他走到古长之近前说:“听你的语气,对这个世界的了解要远胜于我。”他顿了顿,问道:“所以,古老师,能不能给我说说这是怎么回事?”
“这里既是虚幻,也是现实。”古长之指了指隔壁办公桌的椅子示意白尘坐下,然后解释道,“这是晓尊创造的介于虚幻和现实的世界,目的是麻痹和瓦解你的斗志。不过,你已经靠自己克服他了。”
“是,我记忆恢复了。”白尘说,“可却没能破解这个幻境。”
“这对你而言可能有些困难,但于我而言,破解此幻境只需要一个念头。”古长之说,“真正的困难是在破解之后。”
白尘皱了皱眉:“你是说……”
“我没有把握击败晓尊,面对他,我几乎没有胜算。”古长之坦然答道,“待在这个幻境里,还能喘口气。”
白尘仔细观察他的脸庞,却丝毫没有在这位老师脸上找到任何懊丧的情绪。
“因为负面情绪无助于解决问题。”古长之说,“说起来,仔细观察这个幻境之后,我确定了一件事。”
“什么事?”白尘有些诧异,这个老仙圣还会对地球上的事情感兴趣不成?
“为师确信,你是实行补天计划的最佳人选。”古长之说,“实在太可惜了,要是没有遇到晓尊的阻挠就好了。”
“为什么这么说?”白尘心里隐隐有些猜测,但还是开口问道。
“在解答这个疑惑前,你先回答为师一个问题。”古长之说,“你不是我们宇宙的人,对吧?你的故乡世界,是一个和这个幻境差不多的世界。”

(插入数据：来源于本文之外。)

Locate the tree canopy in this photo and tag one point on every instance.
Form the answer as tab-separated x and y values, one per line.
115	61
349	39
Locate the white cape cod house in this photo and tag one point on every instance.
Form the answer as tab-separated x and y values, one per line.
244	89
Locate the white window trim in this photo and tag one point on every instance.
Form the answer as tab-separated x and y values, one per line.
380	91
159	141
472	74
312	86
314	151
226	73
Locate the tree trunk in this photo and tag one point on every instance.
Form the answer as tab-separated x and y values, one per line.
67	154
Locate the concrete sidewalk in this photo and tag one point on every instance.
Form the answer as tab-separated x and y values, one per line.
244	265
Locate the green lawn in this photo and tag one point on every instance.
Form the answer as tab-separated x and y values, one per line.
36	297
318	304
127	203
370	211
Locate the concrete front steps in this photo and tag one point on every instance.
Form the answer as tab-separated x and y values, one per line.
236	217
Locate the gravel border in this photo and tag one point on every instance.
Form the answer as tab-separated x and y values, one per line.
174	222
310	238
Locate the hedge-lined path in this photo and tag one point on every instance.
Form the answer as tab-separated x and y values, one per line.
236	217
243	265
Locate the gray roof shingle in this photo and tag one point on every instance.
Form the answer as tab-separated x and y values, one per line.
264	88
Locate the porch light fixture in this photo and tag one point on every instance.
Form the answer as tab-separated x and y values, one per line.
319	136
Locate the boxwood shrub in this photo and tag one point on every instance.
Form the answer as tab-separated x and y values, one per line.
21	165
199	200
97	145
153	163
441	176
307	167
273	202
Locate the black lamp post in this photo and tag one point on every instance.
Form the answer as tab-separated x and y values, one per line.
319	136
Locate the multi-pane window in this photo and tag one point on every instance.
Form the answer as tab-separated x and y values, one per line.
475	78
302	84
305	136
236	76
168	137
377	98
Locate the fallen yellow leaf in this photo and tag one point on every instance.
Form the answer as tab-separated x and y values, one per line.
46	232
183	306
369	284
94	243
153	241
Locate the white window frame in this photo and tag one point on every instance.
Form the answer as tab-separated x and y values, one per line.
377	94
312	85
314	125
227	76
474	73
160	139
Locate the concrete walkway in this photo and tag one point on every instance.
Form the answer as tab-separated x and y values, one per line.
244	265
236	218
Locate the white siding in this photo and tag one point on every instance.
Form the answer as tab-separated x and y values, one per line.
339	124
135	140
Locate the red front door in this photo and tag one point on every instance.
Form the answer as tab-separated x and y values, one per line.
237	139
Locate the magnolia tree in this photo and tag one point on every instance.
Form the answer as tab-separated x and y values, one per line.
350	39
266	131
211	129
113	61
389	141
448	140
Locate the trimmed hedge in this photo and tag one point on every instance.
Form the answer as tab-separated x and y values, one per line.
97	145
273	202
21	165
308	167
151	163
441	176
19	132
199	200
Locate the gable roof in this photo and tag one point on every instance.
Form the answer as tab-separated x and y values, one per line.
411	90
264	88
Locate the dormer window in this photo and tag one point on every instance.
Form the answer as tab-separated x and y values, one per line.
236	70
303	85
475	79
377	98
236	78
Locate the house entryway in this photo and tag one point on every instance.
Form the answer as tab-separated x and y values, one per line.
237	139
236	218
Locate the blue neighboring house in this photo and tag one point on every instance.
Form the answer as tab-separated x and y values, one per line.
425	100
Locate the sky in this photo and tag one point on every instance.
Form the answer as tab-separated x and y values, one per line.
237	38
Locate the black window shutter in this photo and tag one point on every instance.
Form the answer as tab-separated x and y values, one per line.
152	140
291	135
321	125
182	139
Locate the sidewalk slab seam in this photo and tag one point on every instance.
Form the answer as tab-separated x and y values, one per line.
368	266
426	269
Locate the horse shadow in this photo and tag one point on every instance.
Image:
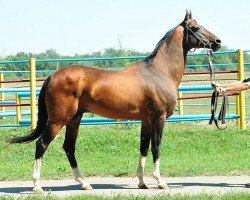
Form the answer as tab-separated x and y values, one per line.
197	184
27	190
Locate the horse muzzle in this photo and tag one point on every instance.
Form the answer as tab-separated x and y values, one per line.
216	44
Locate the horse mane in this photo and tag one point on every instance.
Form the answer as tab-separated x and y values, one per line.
159	44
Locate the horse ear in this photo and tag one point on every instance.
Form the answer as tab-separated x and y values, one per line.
188	15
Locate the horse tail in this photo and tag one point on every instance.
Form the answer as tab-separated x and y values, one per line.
42	118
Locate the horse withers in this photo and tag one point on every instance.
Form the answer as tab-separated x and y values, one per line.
147	91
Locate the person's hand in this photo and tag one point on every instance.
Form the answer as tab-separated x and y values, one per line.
217	87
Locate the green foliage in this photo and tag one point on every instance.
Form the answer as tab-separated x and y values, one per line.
108	52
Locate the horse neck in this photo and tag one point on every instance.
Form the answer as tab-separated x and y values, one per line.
170	58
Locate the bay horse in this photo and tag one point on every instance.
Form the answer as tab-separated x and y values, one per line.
146	91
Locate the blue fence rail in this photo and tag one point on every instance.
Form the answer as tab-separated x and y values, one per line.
24	92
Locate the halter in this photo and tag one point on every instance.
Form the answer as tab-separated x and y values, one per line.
215	95
197	36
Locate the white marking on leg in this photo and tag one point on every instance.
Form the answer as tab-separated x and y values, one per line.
140	172
36	176
79	178
156	172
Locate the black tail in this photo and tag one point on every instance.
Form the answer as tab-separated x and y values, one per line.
42	118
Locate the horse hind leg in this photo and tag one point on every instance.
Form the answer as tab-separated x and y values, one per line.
72	129
41	146
156	136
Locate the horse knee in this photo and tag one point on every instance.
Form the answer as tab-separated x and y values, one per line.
41	147
155	153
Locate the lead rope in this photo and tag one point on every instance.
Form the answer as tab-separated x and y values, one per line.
214	99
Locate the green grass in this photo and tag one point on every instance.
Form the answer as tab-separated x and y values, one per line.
188	149
229	196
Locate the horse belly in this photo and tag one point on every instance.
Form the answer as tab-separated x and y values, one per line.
123	111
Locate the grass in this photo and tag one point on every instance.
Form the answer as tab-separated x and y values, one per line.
229	196
188	149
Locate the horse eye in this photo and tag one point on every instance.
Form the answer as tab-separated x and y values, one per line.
196	29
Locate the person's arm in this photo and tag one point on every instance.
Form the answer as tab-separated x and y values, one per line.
237	87
232	87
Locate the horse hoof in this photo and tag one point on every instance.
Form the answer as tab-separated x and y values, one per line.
38	190
87	187
143	186
163	186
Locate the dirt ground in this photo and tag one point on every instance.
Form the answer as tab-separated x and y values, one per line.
128	186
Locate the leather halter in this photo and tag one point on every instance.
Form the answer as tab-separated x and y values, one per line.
214	99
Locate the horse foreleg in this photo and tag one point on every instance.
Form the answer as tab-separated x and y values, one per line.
41	146
144	146
69	148
155	148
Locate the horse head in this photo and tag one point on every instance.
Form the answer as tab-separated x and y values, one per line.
196	36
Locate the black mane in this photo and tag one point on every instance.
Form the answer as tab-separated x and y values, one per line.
158	46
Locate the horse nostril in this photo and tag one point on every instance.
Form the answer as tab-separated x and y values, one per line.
218	41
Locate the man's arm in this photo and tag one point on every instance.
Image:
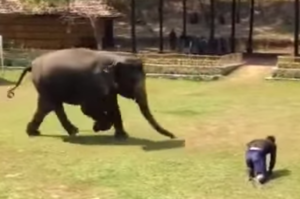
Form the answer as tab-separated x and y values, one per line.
273	159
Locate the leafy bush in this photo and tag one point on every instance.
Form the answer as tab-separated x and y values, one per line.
286	73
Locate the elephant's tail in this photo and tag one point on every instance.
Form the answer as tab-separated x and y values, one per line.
10	92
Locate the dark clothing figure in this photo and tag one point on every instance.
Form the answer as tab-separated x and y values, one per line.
173	40
256	153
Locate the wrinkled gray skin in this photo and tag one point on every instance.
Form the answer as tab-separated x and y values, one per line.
92	80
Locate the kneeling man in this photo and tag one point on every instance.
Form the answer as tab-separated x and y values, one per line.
256	153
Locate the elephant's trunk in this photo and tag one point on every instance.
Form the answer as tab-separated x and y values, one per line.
141	99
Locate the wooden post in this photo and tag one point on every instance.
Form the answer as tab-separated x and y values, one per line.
233	22
97	33
133	30
250	36
184	17
161	21
296	30
212	22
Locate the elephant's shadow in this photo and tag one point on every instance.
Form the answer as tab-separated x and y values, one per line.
147	145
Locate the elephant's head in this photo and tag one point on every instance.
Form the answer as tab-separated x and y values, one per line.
130	83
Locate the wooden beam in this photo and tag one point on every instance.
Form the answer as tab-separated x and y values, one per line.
161	25
184	17
296	28
251	22
133	29
233	22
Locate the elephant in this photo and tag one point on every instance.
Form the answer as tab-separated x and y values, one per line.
91	79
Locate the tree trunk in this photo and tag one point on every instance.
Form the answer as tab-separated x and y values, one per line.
133	30
238	11
233	21
250	36
296	31
161	21
184	17
212	22
97	33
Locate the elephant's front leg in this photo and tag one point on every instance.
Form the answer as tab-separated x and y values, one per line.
65	122
120	133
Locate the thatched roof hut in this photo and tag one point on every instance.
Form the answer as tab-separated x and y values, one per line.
97	8
29	25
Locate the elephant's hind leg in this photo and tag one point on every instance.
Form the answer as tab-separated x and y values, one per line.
65	122
43	109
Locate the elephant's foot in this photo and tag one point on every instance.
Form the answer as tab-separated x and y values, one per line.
31	130
121	135
101	126
72	130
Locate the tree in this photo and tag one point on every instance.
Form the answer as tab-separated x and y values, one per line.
251	21
212	22
296	31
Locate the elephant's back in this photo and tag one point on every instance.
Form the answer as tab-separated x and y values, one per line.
64	75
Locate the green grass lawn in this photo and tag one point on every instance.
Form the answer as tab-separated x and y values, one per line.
213	121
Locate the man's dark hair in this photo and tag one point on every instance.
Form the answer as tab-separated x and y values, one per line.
271	138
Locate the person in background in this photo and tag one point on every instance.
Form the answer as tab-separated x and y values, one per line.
172	40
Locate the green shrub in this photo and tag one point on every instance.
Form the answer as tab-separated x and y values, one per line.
286	73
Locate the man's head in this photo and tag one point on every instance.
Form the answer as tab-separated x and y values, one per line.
271	138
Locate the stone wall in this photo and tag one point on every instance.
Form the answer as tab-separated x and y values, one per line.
45	32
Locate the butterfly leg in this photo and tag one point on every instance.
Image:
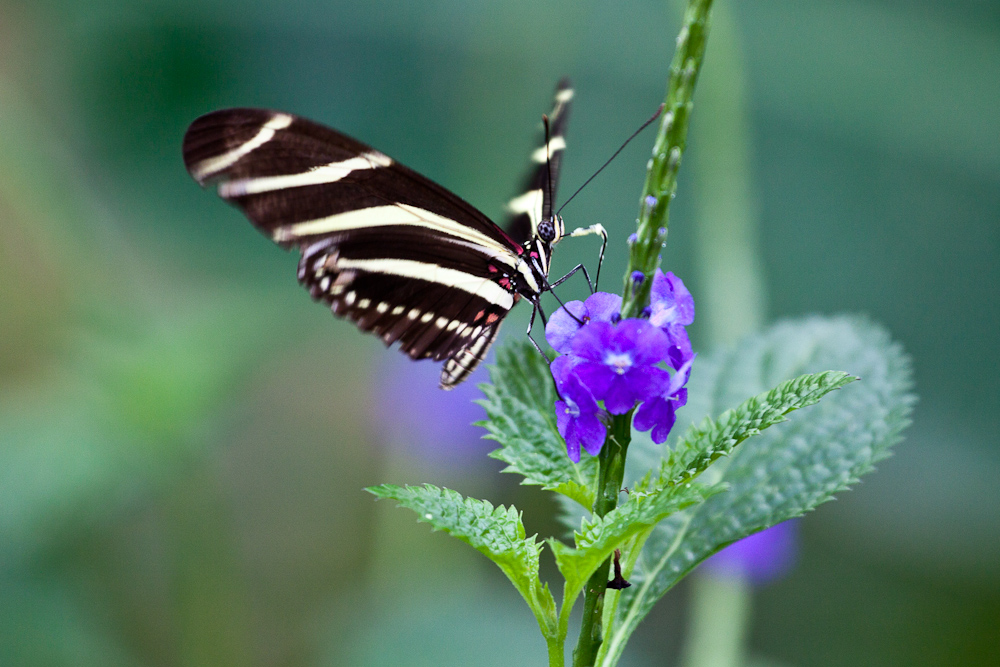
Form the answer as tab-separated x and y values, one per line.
536	307
578	267
603	233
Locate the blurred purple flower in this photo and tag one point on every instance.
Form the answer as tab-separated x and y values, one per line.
423	421
760	558
563	325
576	412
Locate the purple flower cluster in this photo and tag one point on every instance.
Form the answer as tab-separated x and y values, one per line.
618	362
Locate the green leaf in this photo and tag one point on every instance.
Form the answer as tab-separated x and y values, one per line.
496	532
521	417
598	538
785	471
704	443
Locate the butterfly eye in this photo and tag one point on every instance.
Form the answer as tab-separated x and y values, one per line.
546	231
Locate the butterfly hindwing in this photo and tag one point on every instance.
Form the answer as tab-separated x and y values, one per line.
381	245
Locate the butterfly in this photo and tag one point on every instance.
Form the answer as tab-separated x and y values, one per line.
383	246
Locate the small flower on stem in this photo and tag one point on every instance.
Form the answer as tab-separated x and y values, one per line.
618	362
576	412
672	309
659	413
565	322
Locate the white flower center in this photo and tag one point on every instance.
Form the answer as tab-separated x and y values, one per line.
572	409
620	362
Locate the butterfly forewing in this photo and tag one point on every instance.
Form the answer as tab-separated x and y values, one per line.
535	200
383	246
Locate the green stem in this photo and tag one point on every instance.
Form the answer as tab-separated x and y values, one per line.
661	174
719	615
611	472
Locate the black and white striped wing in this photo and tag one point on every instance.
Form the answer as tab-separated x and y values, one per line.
537	196
385	247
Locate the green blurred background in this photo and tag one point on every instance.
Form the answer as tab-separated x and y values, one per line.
184	437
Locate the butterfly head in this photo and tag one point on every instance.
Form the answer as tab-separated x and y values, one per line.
538	249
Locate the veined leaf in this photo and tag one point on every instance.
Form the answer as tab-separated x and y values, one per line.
785	471
521	417
597	539
496	532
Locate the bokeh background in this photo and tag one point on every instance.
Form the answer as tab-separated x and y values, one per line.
184	437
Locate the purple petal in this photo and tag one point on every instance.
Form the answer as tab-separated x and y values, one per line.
761	558
591	433
564	423
657	414
562	326
680	345
670	300
596	377
647	343
618	399
592	341
680	378
602	306
647	381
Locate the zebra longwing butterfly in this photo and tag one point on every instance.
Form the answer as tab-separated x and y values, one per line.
385	247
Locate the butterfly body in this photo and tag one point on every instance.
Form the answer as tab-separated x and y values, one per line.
383	246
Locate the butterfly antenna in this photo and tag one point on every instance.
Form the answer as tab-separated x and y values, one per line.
548	167
620	149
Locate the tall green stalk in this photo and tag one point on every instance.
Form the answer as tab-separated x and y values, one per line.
658	191
661	172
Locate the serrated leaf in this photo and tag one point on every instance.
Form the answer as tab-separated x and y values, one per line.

“没错,”既然古长之都看到这个幻境了,白尘也没打算继续隐瞒,“我是穿越者。”
“于我而言,得知这个世界的存在是一个意外之喜。”古长之说,“为师之所以没有立即破解这个幻境,有一个原因是因为这里的物理学是在是太有意思了。”
“你真的是我认识的古长之吗?”白尘忍不住吐槽道。一名仙圣,可以沟通天道、逆转时空、永生不灭的存在,对地球上的物理学感兴趣?是想科学修仙吗?
但仔细想想,他又觉得好像也没毛病。毕竟物理是地球人类了解客观世界的最本质一面的学科。
“你觉得,这个幻境中的景象来自哪里?”古长之指着窗外问。
“当然是我的记忆。”白尘答道,“再混合一些晓尊的私货。”
“那么,”古长之随手从桌上拿起一本物理学教材翻看道,“这些书上的内容也来自你的记忆?”
“这……”白尘张了张嘴,却说不出话。
对啊,如果这个幻境是从自己的记忆中抽取场景铸成的,那这些书怎么解释?
自己的科学功底不过是普通大学生水平,何况穿越之后过了这么多年,早就遗忘了大半。
这个世界的物理学理论肯定不是从自己的记忆中生成的,它们太详实了。
“物理学,揭示的是这个宇宙的运行规律,某种意义上讲就是天地法则。而这个宇宙的法则和我的世界大不相同。”古长之说,“你说说,最大的不同在哪?”